Dem Oberkommandierenden der ukrainischen Streitkräfte zufolge braucht die ukrainische Armee rund 300 Kampfpanzer sowie 600 Schützenpanzer, um gegen die bald erwartete Offensive der russischen Streitkräfte bestehen zu können.

Das ist weit mehr als die bislang von Verbündeten zugesagten Stückzahlen. Auch Militärexpert*innen zufolge braucht die Ukraine eine weit grössere Menge gepanzerter Fahrzeuge, auch wenn die Schätzungen dazu auseinandergehen.

Gleichwohl dürfte es bei den nun zugesagten Stückzahlen kaum bleiben. Sicherheitsforscher Niklas Masuhr hält es gar für «wahrscheinlich sinnvoll», zunächst mit kleineren Stückzahlen zu beginnen. Denn die Panzer müssten ausgerüstet und die Ukrainer trainiert werden, was ein erheblicher Aufwand sei. Die Ukrainer müssen befähigt werden, mittelfristig selbst einen Teil der Ausbildung des Personals sicherzustellen, denn es wird nicht bei 14 Panzern bleiben, unabhängig davon, woher sie kommen, sagte er der «Tagesschau».

Kommt jetzt die Trendwende im Krieg?

Dass die ukrainische Armee dringend Kampfpanzer westlichen Typs benötigt, gilt unter Expert*innen als unstrittig. Ob sie dem angegriffenen Land auch den entscheidenden Vorteil verschaffen werden, ist indessen fraglich. Denn der Leopard 2 sei zwar gut, aber auch keine Wunderwaffe, so der Tenor.
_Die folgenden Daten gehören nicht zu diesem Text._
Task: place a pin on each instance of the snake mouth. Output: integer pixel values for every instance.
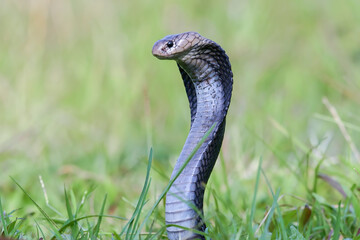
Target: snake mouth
(159, 50)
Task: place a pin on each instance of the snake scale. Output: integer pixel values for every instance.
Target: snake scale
(206, 72)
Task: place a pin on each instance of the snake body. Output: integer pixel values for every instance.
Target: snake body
(208, 79)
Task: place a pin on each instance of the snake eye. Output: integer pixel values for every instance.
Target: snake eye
(170, 44)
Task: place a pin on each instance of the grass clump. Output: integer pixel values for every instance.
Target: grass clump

Politisch hingegen kann man schon eher von einer Trendwende sprechen. Nicht umsonst wird die Entscheidung des deutschen Bundeskanzlers im Zusammenspiel mit der US-Ankündigung als «historisch» bezeichnet.

So stuft der renommierte Konfliktforscher Hein Goemans die Panzerlieferungen Deutschlands und der USA an die Ukraine als einen Wendepunkt des Krieges ein. «Mit dieser Entscheidung scheint der Westen den Rubikon überschritten zu haben», sagte der Professor für internationale Politik an der Universität Rochester im US-Staat New York der Deutschen Presse-Agentur. «Der Westen verfolgt nicht länger die Linie, dass die Ukraine nicht verlieren darf. Er verfolgt jetzt das Ziel, dass die Ukraine gewinnen muss.»

Warum liefert Deutschland den 2A6?

Dass Deutschland letztlich grünes Licht geben wird, hatte sich zuletzt angedeutet. Ob Scholz nun das bekommen hat, was er wollte, oder ob der Druck am Ende zu gross war, sei dahingestellt. Von einer Überraschung kann jedenfalls keine Rede sein.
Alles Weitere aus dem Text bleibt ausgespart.